Finding The Words

We understand the concern that to talk about spiritual things in an insensitive way can be off putting, creating a barrier of religiosity. However, we have found that most people are eager to talk about themselves and what really matters to them. When we have a conversation with someone new, we easily can say something simple like, “Tell me about yourself”; or, “Tell me who you really are”; or, “What’s important to you?”

If they share some of their story, we simply listen. We listen as if we have all the time in the world. We listen on behalf of all the times we have failed to listen in the past.

Then we share with them something of who we are.
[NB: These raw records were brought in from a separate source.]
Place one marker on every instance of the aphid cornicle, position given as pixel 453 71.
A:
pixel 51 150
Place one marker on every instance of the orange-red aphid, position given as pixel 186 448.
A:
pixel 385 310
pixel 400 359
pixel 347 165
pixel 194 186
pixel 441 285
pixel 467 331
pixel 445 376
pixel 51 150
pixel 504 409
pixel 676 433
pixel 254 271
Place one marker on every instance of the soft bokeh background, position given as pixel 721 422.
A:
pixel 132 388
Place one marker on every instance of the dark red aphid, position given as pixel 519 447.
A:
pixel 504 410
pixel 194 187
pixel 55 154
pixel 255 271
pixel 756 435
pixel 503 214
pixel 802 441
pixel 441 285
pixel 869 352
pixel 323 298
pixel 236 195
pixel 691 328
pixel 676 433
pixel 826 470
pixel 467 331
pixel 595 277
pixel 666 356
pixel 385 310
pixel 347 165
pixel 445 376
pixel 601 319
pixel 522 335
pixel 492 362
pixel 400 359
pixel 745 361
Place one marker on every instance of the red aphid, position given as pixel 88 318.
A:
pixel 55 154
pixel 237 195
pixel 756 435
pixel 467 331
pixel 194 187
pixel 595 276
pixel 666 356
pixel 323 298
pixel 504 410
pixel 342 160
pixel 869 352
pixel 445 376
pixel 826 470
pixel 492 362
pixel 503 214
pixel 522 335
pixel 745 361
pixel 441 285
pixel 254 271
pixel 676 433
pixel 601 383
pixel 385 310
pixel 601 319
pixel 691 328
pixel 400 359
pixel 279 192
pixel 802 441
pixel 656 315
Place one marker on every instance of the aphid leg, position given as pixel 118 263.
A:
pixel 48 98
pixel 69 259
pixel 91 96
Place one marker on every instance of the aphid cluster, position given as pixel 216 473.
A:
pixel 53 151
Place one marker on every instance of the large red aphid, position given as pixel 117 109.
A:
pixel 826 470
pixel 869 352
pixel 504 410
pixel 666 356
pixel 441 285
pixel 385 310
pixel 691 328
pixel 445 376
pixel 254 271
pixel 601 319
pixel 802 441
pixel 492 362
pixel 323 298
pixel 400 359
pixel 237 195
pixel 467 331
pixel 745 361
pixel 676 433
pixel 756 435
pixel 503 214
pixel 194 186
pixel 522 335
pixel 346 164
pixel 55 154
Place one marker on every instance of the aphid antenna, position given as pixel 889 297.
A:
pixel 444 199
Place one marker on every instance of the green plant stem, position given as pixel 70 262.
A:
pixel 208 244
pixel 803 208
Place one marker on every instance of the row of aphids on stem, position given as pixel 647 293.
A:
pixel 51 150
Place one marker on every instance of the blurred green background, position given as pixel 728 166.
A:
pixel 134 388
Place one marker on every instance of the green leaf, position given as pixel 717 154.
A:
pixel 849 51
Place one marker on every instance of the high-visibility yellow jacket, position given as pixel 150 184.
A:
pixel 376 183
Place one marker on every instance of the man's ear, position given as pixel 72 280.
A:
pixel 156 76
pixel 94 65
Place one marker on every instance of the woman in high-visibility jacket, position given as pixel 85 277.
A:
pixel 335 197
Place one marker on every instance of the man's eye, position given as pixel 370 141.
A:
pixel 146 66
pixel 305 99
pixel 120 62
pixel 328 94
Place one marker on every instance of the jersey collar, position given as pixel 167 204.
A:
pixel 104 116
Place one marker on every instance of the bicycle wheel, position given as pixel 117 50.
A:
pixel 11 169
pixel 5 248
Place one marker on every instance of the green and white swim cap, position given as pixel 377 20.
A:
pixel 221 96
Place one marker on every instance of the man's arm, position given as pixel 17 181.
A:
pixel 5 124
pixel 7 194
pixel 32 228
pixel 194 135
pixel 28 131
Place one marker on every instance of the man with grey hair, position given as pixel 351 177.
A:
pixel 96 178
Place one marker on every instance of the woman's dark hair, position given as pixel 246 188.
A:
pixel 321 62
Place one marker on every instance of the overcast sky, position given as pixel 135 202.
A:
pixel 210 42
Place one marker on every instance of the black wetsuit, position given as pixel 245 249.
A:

Perhaps we say something like, “I don’t know if this might be true for you, but I have found that I sometimes have trouble being who I want to be and living what I want to live. I don’t know about your life, but mine has had a lot of brokenness in it and I find myself struggling with feeling loved. I need others for support: One of the things that has helped me is a group I’m in where we’re trying to learn how to love and be loved. Would something like that be of interest to you?” You’ll be surprised how often people respond gratefully to this sort of encounter and invitation.

Regardless of what we say in these moments, it is our presence, experienced through our deep listening and our willingness to reveal something genuine about ourselves, that matters most, Our acceptance conveys God’s acceptance. What happens next is God’s business, not ours. Our task is to be available and to see each other the way God sees us to see how we look in God’s eyes. Looking at each other that way evokes that true nature in us. Who wouldn’t want to be around people like that?